By 1997, the chain operated 162 stores in Alabama, California, Colorado, Connecticut, Florida, Illinois, Indiana, Kansas, Kentucky, Massachusetts, Michigan, Minnesota, Missouri, New Hampshire, New Jersey, New Mexico, New York, Nevada, North Carolina, North Dakota, Ohio, Oklahoma, Oregon, Pennsylvania, Rhode Island, South Dakota, Texas, Virginia, Wisconsin, and Puerto Rico. However, despite a $700 million investment by its parent company, high-profile sponsorships that included the Alamo Bowl, and celebrity spokespeople such as Al Michaels, Darrell Waltrip and Tim Allen, the chain was not able to maintain profitability. The last Builders Square location would open on May 2, 1996, in Sterling Heights, Michigan.

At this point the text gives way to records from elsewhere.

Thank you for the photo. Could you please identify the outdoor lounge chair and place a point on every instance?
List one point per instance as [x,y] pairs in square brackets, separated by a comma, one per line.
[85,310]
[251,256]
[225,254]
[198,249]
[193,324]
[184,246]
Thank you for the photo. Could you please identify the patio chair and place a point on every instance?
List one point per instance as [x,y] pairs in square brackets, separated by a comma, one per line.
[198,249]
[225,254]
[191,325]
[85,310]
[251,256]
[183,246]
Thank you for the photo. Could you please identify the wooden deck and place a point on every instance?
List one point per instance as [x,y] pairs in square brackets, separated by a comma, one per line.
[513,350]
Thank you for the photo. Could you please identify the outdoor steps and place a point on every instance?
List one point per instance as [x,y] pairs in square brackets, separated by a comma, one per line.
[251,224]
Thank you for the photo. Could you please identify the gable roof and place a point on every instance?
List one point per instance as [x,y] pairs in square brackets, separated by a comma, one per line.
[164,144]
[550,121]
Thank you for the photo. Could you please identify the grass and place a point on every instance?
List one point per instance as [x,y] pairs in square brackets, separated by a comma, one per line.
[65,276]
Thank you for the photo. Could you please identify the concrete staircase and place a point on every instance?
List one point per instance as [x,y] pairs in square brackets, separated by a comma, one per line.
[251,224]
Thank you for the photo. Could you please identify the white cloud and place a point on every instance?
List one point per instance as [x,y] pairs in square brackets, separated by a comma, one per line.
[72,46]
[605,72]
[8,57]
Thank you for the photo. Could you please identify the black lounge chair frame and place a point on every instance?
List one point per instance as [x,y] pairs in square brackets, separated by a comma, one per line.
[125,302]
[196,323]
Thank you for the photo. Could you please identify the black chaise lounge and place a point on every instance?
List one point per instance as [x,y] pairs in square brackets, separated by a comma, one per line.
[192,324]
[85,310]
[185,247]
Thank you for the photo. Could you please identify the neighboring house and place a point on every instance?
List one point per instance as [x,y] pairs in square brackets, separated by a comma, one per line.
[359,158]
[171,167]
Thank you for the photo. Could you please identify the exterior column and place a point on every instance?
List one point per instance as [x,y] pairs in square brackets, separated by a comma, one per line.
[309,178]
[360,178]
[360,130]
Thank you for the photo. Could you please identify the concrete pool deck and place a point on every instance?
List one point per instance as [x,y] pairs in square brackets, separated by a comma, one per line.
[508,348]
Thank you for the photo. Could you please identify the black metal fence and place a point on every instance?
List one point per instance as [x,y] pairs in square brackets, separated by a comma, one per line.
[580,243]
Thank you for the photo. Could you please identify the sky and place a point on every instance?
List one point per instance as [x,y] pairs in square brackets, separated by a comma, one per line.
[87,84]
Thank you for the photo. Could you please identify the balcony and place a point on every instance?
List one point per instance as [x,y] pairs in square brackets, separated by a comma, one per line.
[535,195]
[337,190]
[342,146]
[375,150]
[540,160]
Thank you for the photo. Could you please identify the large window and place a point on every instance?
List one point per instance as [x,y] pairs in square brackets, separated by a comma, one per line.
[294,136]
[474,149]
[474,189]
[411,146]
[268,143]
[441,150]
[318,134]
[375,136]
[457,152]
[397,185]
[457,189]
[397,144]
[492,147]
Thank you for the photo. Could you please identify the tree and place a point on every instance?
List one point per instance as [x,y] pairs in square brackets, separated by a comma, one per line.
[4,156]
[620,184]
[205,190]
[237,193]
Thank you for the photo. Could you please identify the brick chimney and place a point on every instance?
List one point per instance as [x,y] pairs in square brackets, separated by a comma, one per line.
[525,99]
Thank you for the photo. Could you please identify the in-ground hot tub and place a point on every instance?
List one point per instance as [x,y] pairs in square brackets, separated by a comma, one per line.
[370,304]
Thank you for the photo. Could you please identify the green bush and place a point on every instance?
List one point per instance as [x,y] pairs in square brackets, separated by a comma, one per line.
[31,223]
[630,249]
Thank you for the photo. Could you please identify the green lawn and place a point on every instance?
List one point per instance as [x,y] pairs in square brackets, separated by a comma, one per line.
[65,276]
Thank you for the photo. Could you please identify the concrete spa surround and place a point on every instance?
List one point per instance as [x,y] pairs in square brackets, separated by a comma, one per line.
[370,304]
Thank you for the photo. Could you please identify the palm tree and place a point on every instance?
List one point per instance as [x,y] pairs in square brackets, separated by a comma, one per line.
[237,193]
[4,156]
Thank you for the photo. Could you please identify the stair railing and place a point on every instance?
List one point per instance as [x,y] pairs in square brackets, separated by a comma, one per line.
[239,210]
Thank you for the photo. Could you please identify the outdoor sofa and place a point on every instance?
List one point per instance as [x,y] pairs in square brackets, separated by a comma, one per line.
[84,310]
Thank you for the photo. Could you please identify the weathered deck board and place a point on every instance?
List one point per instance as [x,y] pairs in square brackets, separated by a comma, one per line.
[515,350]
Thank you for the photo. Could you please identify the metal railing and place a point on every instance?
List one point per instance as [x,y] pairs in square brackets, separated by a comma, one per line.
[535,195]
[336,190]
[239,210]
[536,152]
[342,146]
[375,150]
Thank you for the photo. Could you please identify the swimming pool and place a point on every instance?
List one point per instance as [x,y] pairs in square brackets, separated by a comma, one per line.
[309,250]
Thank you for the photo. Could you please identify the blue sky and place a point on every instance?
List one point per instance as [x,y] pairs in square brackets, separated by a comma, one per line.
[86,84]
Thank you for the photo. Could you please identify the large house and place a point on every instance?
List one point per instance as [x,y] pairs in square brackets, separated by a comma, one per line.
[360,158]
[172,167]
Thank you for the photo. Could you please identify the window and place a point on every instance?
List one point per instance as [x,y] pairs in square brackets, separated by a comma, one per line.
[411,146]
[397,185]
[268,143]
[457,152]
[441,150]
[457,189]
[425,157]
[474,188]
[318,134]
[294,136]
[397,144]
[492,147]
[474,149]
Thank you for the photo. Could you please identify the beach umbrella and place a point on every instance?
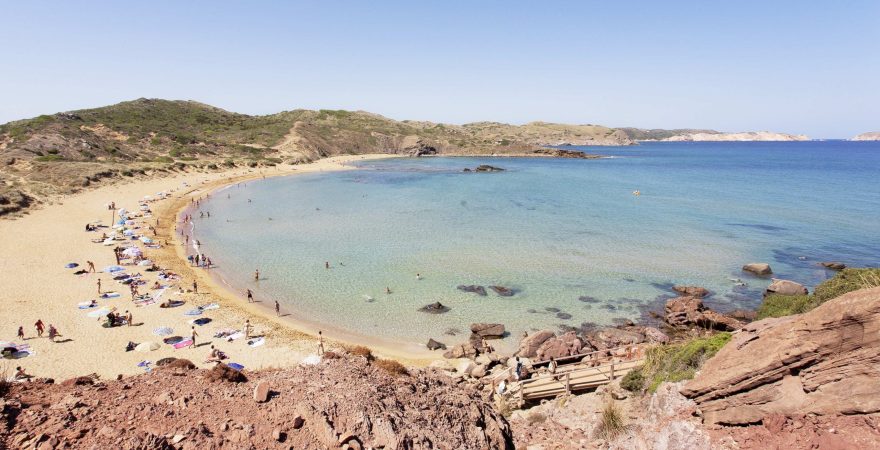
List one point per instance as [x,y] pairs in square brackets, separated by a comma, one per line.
[147,347]
[163,331]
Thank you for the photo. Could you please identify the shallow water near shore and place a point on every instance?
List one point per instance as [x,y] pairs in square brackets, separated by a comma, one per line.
[568,236]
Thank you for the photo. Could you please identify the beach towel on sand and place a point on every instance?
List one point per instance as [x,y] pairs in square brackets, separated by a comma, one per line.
[184,343]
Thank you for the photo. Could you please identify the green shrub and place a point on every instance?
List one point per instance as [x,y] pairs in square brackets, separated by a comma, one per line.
[611,424]
[678,362]
[634,380]
[847,280]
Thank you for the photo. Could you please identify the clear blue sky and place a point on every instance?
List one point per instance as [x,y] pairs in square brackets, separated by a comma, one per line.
[808,67]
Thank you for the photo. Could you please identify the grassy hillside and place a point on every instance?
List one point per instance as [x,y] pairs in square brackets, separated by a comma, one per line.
[640,134]
[66,152]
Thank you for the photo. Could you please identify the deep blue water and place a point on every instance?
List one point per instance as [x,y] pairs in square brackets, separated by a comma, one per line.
[568,235]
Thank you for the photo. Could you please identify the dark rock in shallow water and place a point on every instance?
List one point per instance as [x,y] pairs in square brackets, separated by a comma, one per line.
[693,291]
[473,288]
[502,291]
[435,308]
[434,345]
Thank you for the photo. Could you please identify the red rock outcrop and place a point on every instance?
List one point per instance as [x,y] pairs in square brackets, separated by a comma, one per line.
[340,403]
[824,362]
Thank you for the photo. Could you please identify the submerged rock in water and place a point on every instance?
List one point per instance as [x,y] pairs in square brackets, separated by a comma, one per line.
[833,265]
[435,308]
[758,268]
[502,291]
[786,287]
[473,288]
[488,330]
[693,291]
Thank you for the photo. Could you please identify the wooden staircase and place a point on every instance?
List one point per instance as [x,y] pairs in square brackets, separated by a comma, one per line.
[573,378]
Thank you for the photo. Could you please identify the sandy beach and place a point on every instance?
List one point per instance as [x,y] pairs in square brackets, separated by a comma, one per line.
[37,285]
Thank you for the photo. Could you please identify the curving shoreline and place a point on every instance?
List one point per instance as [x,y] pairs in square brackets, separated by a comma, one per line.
[300,329]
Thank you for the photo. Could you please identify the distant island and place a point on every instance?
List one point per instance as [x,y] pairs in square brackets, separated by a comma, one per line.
[67,152]
[870,136]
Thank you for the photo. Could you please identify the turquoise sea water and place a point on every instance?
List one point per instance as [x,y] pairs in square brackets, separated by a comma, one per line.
[567,235]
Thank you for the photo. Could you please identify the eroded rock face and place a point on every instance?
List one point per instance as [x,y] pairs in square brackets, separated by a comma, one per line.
[690,311]
[826,361]
[786,287]
[558,347]
[350,402]
[528,347]
[758,268]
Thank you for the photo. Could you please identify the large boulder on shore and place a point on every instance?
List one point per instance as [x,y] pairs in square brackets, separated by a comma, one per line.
[488,330]
[823,362]
[690,311]
[559,347]
[786,287]
[528,347]
[758,268]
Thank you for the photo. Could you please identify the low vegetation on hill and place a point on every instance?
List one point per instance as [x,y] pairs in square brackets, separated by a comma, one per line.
[847,280]
[673,363]
[66,152]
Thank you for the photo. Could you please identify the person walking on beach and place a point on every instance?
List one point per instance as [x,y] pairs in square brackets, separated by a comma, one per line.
[247,329]
[53,333]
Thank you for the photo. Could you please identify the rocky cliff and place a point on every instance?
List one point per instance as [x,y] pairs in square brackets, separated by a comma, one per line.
[823,362]
[345,403]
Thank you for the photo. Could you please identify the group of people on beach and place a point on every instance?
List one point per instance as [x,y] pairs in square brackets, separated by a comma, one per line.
[40,328]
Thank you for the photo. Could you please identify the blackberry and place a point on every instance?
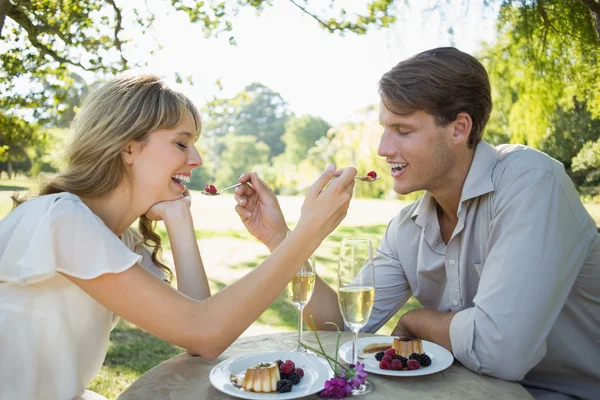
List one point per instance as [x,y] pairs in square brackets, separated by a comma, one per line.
[404,361]
[425,361]
[284,386]
[294,377]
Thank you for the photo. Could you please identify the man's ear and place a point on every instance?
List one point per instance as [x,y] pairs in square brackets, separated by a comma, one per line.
[462,128]
[130,152]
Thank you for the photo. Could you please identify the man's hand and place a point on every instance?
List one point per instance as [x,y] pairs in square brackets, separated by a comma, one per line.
[400,330]
[430,325]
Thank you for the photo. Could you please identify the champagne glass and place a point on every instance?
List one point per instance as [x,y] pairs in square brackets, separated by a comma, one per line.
[356,291]
[300,291]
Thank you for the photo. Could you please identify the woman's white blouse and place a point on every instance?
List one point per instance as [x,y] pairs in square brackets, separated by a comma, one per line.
[53,336]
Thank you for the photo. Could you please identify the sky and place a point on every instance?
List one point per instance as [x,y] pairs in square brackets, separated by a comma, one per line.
[316,72]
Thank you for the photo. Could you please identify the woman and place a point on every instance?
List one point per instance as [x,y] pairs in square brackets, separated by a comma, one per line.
[69,264]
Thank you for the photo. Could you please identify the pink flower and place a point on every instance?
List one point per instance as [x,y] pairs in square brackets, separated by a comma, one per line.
[336,388]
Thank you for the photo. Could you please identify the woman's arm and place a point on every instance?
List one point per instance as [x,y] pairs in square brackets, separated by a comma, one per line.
[208,327]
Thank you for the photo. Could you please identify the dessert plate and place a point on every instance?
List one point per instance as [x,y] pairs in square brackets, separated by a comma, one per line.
[440,357]
[316,372]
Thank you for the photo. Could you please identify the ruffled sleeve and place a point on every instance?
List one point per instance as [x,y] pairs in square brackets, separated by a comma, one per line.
[60,235]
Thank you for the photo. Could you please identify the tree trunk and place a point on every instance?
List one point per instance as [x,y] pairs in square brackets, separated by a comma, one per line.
[4,4]
[596,19]
[9,169]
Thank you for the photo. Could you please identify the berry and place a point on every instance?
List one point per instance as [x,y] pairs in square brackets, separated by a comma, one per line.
[413,364]
[425,360]
[397,365]
[284,385]
[287,367]
[294,377]
[210,189]
[404,361]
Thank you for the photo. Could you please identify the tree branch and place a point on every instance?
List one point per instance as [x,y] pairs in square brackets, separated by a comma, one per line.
[118,28]
[32,33]
[592,5]
[304,10]
[594,8]
[4,4]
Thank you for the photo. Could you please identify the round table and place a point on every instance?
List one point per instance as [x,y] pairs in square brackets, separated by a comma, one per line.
[186,377]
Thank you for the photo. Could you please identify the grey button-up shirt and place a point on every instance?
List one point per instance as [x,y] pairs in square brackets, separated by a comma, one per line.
[522,269]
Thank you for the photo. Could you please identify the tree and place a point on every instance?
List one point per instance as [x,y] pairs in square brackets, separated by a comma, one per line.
[243,153]
[546,56]
[42,39]
[17,137]
[300,135]
[587,164]
[256,111]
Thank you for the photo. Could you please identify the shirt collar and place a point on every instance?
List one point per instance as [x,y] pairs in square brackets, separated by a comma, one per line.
[478,182]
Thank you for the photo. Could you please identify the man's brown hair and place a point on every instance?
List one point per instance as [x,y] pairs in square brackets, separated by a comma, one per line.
[442,82]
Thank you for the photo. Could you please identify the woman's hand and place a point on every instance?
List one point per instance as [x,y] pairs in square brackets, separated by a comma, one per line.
[159,211]
[259,210]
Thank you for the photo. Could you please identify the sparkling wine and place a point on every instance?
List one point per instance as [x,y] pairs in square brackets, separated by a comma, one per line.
[300,288]
[356,303]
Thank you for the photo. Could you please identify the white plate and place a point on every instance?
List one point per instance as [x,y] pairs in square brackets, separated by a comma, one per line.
[440,357]
[316,372]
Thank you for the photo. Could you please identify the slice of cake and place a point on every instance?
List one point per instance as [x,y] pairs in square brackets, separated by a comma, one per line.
[406,345]
[262,378]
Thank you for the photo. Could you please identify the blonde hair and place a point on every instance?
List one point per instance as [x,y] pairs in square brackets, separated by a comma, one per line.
[123,110]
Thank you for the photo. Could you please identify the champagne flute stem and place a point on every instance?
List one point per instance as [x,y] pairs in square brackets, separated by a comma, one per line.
[300,326]
[354,346]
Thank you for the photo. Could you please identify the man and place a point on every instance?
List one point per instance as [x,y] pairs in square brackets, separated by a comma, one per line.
[499,250]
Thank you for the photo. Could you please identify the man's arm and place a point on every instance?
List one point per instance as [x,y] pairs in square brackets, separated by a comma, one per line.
[538,243]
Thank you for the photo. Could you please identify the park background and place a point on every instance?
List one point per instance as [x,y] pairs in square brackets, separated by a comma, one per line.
[286,88]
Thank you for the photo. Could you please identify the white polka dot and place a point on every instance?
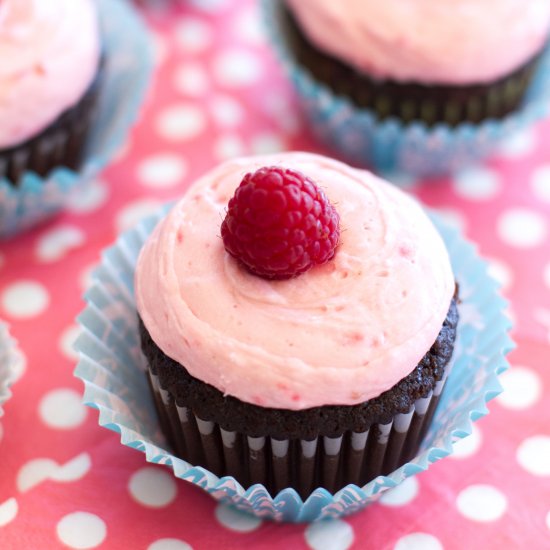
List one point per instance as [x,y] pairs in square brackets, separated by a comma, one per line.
[20,366]
[522,228]
[62,409]
[533,455]
[181,122]
[334,534]
[235,68]
[418,541]
[482,503]
[235,520]
[263,144]
[88,199]
[67,340]
[34,472]
[401,179]
[226,111]
[467,446]
[477,183]
[522,388]
[152,487]
[501,272]
[191,79]
[169,544]
[163,170]
[73,470]
[25,299]
[228,146]
[57,242]
[8,511]
[248,27]
[540,183]
[85,278]
[519,145]
[81,530]
[546,275]
[404,493]
[193,34]
[134,212]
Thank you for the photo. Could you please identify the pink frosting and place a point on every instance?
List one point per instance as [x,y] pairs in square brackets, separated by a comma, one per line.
[429,41]
[341,333]
[49,53]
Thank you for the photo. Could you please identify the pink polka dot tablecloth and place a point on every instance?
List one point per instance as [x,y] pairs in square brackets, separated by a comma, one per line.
[219,92]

===Hechinger and bankruptcy===

In 1997, Kmart and Leonard Green & Partners agreed to merge Hechinger and Builders Square as the third-largest home improvement retail chain in the United States. Store closures were underway in early 1999; for example, in February the company announced the closure of 16 stores in the Chicago area. Hechinger filed for Chapter 11 bankruptcy reorganization in June 1999. The reorganization effort resulted in closure of a large number of stores and the sale of others to The Home Depot. All remaining Builders Square stores were converted to the Home Quarters brand. However, the reorganization plan was not successful and Hechinger filed for Chapter 7 liquidation in September 1999. The six locations in Puerto Rico were bought out by Empresas Masso (Masso Enterprises), a local chain of home improvement stores, which in turn sold the stores to The Home Depot in 2000.

===Return===
Builders Square re-emerged in 2006 as an online shopping comparison site focused exclusively on the home and garden market after the parent company, Home Decor Products, purchased rights to the Builders Square name. Home Decor Products filed Chapter 7 bankruptcy in April 2009 and ceased operations, but former executives purchased all assets as a new virtual company, HomeClick LLC. They dropped the Builders Square brand and the now-dead builderssquare.com website.